Thursday, July 1, 1999 Published at 13:13 GMT 14:13 UK
Death of first Norther Ireland Secretary
Whitelaw exerted influence on Tory party after moving to the Lords
Viscount William Whitelaw became the first Northern Ireland Secretary in 1972 when direct rule was imposed at the height of the "Troubles".
It was a difficult task. Unionists were fiercely opposed to the removal of locally held power.
There was also escalating violence on the streets with 467 deaths that year.
In a bid to keep a brief IRA ceasefire going, he tried a controversial initiative in early July 1972.
He met IRA leaders secretly in London but the provisional's terms were too sweeping to be acceptable to the British Government and the initiative failed.
Despite the continuance of violence, both from the IRA and loyalist groups, he tried to move the emphasis to political progress.
By the end of the year, he had produced a discussion paper which pointed to the need to recognise both the British and Irish dimension in the NI situation.
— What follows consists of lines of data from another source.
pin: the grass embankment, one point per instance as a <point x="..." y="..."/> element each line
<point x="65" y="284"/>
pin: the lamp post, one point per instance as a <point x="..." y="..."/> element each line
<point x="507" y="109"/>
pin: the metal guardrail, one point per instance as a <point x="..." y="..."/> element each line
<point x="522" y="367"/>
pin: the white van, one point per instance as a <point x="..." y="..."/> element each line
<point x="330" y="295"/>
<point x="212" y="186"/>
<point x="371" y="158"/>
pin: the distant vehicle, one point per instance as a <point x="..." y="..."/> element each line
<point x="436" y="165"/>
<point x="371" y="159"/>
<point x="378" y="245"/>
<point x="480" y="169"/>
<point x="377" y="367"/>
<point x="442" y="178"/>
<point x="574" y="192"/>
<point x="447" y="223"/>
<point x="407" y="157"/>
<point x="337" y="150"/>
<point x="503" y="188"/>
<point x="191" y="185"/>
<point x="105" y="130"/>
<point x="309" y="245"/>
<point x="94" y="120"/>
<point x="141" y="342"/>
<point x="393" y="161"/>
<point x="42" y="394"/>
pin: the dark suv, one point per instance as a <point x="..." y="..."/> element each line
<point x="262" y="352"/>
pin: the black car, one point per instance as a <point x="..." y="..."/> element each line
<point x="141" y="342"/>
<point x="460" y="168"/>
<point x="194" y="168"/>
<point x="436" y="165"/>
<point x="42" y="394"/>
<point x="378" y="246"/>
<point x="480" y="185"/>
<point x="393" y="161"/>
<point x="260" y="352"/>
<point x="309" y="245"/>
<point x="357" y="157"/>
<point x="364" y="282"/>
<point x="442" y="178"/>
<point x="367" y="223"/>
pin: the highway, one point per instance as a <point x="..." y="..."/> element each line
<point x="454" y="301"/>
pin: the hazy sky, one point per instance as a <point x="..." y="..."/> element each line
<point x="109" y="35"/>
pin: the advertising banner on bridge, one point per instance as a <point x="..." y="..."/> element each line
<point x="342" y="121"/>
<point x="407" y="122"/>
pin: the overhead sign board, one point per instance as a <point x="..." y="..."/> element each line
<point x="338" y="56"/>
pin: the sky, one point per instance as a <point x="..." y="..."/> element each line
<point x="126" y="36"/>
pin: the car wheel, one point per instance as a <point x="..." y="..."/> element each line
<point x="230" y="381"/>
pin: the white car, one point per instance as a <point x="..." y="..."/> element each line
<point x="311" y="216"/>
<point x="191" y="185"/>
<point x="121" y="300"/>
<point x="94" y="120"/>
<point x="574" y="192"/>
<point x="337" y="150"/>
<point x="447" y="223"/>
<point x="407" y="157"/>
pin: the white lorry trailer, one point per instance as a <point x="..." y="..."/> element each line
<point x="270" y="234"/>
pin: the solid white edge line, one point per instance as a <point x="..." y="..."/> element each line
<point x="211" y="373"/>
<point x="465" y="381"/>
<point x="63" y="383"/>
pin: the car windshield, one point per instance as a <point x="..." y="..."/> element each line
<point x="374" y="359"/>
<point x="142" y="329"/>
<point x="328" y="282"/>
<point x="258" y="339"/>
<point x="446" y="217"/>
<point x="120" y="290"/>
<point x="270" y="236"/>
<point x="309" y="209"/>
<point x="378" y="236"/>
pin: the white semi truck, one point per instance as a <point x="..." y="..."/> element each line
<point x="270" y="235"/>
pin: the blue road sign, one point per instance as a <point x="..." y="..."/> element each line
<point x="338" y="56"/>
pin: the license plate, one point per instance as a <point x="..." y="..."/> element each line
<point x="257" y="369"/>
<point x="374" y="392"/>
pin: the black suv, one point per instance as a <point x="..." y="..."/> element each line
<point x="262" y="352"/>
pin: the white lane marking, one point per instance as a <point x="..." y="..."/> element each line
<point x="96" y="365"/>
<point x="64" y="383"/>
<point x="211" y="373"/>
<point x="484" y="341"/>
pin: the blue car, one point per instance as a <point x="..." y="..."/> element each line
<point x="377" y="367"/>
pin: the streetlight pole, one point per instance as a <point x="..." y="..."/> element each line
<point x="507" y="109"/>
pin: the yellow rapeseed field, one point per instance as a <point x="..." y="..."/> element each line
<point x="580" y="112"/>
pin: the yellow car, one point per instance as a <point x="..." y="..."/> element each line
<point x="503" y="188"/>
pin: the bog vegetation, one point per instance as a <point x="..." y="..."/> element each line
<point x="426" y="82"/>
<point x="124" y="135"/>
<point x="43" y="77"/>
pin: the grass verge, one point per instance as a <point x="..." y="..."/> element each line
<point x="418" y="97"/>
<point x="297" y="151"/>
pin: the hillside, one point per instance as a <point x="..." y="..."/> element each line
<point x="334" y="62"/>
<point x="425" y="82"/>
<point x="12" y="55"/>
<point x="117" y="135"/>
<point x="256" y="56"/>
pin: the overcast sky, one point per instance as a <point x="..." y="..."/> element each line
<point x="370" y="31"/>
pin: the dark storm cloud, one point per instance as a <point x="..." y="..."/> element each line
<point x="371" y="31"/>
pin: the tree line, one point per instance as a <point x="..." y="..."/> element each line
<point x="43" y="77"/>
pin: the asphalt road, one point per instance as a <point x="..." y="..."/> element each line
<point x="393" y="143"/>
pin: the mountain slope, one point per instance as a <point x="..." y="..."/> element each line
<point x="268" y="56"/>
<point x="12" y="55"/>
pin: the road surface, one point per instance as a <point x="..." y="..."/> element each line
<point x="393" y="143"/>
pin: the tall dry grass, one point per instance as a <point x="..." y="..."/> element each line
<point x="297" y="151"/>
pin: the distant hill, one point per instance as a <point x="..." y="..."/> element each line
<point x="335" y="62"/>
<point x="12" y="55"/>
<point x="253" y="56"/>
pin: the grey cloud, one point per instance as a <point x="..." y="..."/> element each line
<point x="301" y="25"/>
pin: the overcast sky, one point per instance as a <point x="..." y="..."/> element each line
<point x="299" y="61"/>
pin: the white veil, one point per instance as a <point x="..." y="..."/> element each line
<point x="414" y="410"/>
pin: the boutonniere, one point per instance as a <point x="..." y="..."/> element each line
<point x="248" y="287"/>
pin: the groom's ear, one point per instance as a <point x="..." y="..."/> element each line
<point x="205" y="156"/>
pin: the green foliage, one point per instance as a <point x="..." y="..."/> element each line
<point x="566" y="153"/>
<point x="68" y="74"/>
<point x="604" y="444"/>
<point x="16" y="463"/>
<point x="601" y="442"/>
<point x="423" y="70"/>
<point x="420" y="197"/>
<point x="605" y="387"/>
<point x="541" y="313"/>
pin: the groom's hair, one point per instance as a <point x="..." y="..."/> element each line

In March 1973, this was translated into a White Paper which set out the government's plans for a new style devolved government.
It proposed a 78 member assembly neglected by proportional representation and power sharing between the parties.
Challenging time at Stormont
After protracted negotiations, he persuaded the nationalist SDL, unionists and Alliance Party to form the executive. This eventually led to the Sunningdale Agreement.
By the time the new executive was in place he was back in London where he went on to be deputy prime minister.
On his retirement from politics he said his time at Stormont had been the most challenging of his career.
He said the collapse of power sharing in 1974 had been "one of the greatest sadnesses of my life".